2)How many grams of MgF2 were formed in the reaction?
To answer both questions, we need to use stoichiometry, which involves using the balanced chemical equation to relate the amounts of reactants and products.
1) To determine the number of grams of fluorine that reacted with magnesium, we need to first find the molar ratio between magnesium and fluorine in the balanced chemical equation. From the balanced equation, we can see that 1 mole of magnesium reacts with 1 mole of fluorine to produce 1 mole of MgF2.
Since we have 10.0 grams of magnesium, we need to convert this to moles. The molar mass of magnesium is approximately 24.31 g/mol, so:
10.0 g Mg * (1 mol Mg / 24.31 g Mg) = 0.411 mol Mg
Using the molar ratio from the balanced chemical equation, we can conclude that:
0.411 mol Mg * (1 mol F2 / 1 mol Mg) = 0.411 mol F2
To convert this to grams, we need to know the molar mass of fluorine, which is approximately 38.00 g/mol:
0.411 mol F2 * (38.00 g F2 / 1 mol F2) = 15.6 g F2
Therefore, approximately 15.6 grams of fluorine reacted with magnesium.

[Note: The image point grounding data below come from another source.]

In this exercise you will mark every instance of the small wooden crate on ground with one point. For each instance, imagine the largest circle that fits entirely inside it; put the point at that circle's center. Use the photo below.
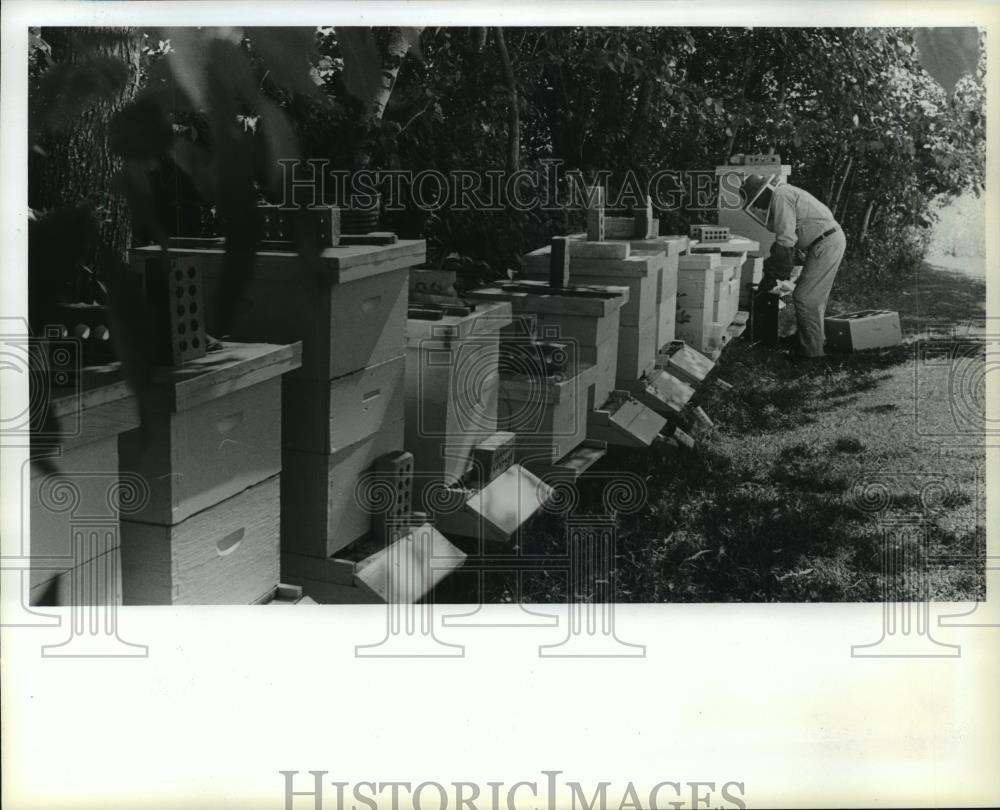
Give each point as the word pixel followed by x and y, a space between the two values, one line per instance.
pixel 868 329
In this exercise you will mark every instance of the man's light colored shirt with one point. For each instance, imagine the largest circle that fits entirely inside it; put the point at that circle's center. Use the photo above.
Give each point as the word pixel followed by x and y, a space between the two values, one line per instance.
pixel 796 217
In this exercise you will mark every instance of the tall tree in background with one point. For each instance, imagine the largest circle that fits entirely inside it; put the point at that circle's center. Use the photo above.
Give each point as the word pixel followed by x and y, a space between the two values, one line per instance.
pixel 86 77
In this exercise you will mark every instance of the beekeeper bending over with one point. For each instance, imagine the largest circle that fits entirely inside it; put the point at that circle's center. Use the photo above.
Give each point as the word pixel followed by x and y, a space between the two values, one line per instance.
pixel 799 222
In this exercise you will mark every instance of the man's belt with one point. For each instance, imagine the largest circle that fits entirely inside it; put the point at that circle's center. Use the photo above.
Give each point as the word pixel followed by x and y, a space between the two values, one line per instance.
pixel 821 237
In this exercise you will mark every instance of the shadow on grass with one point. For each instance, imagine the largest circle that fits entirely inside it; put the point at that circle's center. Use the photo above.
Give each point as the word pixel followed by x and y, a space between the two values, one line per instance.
pixel 928 296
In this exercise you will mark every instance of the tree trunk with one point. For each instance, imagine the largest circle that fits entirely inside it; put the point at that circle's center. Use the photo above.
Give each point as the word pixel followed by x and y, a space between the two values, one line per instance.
pixel 639 119
pixel 513 112
pixel 76 165
pixel 840 187
pixel 372 58
pixel 866 221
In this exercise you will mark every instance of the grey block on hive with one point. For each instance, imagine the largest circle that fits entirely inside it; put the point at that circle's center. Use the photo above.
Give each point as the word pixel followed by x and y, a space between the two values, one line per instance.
pixel 349 310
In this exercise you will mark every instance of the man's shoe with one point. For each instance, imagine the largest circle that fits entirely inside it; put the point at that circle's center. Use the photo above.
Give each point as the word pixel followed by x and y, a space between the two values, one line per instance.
pixel 790 343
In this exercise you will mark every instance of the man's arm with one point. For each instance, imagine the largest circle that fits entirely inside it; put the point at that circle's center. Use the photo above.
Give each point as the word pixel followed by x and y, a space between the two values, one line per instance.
pixel 782 259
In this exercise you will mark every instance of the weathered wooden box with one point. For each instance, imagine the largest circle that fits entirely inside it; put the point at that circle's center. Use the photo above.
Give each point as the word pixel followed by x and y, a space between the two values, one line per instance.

2) To find the number of grams of MgF2 formed in the reaction, we again consider the molar ratio between MgF2 and magnesium in the balanced equation. From the equation, we see that 1 mole of magnesium produces 1 mole of MgF2.
Using the calculated moles of magnesium (0.411 mol), we can determine the moles of MgF2 formed:
0.411 mol Mg * (1 mol MgF2 / 1 mol Mg) = 0.411 mol MgF2
To convert this to grams, we need to know the molar mass of MgF2, which is approximately 62.32 g/mol:
0.411 mol MgF2 * (62.32 g MgF2 / 1 mol MgF2) = 25.6 g MgF2
Therefore, approximately 25.6 grams of MgF2 were formed in the reaction.